Ovviamente contro Palazzo Ducale e MondoMostre Skira e a favore del collezionista toscano Carlo Pepi. Ma al di là di queste ricorrenti polemiche sulle attribuzioni e falsificazioni di opere d’arte, che cosa si può dire della mostra di Modigliani al Ducale? Per quel che mi riguarda non posso che dirne bene: si entra veramente nella vita artistica del grande livornese, cominciando da quel Paesaggio toscano del 1899, ancora intriso di tonalità atmosferiche e macchiaiole che ci riporta alla malinconica nostalgia di un Ottocento preindustriale e alla poesia che emana da una strada di campagna deserta che si perde verso i monti lontani che sfumano in un cielo chiaro e nuvoloso per finire con quel bellissimo e tristissimo Ritratto di Maria, del 1918. E’ il ritratto di una bambina seduta in un interno (forse l’atelier del pittore), la sua immagine è come incorniciata nell’intelaiatura di una porta, di lei si vede solo il busto sottile vestito in un abitino scuro appena aperto sul petto chiaro.
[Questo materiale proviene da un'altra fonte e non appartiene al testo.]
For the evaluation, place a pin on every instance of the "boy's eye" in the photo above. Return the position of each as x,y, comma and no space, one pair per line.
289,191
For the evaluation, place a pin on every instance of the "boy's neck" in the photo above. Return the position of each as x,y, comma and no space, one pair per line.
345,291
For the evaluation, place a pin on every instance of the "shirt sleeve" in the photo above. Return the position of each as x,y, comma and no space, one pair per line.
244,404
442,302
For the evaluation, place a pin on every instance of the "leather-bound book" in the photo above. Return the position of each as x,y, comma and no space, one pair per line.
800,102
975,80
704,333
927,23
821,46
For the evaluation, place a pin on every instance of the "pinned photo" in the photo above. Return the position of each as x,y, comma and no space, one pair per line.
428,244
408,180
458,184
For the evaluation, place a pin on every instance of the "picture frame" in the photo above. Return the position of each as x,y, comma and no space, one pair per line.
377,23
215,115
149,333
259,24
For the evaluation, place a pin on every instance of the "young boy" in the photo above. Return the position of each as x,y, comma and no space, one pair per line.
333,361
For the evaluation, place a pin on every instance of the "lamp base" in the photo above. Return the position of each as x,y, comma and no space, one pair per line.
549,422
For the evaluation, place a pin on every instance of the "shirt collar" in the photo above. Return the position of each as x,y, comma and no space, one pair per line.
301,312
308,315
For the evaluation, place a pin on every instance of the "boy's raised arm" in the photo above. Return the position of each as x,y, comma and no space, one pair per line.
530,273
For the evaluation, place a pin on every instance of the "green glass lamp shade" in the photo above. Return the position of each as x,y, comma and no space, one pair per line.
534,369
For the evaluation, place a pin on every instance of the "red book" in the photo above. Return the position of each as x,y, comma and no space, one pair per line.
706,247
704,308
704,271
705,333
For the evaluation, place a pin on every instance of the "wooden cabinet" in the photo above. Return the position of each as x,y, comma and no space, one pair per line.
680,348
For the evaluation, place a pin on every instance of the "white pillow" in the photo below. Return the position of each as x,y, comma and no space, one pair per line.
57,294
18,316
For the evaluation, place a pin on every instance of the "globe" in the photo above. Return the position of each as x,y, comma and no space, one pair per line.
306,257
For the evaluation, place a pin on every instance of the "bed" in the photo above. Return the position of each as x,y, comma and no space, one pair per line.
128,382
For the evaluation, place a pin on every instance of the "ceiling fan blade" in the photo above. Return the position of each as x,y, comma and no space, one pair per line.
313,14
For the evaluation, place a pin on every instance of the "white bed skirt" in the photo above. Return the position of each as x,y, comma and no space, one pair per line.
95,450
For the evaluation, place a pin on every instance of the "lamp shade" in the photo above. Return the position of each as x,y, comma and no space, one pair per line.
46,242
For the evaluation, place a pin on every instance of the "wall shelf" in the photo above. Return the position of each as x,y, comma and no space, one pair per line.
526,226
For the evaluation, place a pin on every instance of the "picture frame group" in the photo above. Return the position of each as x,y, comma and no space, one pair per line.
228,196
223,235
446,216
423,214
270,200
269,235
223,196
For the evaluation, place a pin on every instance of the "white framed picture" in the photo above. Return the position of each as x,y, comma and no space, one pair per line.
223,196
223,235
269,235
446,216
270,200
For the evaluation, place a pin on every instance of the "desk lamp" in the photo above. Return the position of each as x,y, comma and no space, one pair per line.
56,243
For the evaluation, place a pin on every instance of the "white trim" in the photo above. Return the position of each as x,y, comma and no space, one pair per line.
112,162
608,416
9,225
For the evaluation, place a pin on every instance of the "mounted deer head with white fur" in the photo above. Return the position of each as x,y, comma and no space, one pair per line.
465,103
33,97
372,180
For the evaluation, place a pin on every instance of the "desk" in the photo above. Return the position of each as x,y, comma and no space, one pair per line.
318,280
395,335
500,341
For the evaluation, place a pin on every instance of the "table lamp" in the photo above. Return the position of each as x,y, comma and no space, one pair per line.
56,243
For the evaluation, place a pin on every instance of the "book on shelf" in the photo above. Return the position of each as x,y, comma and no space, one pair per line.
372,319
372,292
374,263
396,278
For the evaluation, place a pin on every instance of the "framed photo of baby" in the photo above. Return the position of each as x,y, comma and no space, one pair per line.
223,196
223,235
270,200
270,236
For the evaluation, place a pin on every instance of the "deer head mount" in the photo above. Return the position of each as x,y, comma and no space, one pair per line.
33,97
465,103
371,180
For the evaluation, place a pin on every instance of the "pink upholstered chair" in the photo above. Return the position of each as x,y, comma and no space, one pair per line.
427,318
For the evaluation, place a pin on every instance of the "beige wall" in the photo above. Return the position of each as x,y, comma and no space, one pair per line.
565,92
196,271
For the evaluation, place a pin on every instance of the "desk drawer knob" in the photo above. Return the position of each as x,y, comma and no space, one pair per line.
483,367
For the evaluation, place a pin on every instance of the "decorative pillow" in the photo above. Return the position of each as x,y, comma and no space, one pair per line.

Una sciarpa verde scuro le copre il collo e fa risaltare il colorito tenue del volto ovale in cui si aprono le due profondissime macchie degli occhi. In pochi tratti Modigliani è riuscito a cogliere l’anima triste di quella bambina povera nella Parigi appena uscita dalle devastazioni della prima guerra mondiale. In questo, come in altri ritratti, il pittore dei grandi nudi giudicati scandalosi dai perbenisti di quel tempo, raggiunge una tale purezza e ed una tale essenzialità stilistica che il mezzo (la pittura) diviene tutt’uno con l’idea dell’artista e con l’anima della persona  che egli ritrae.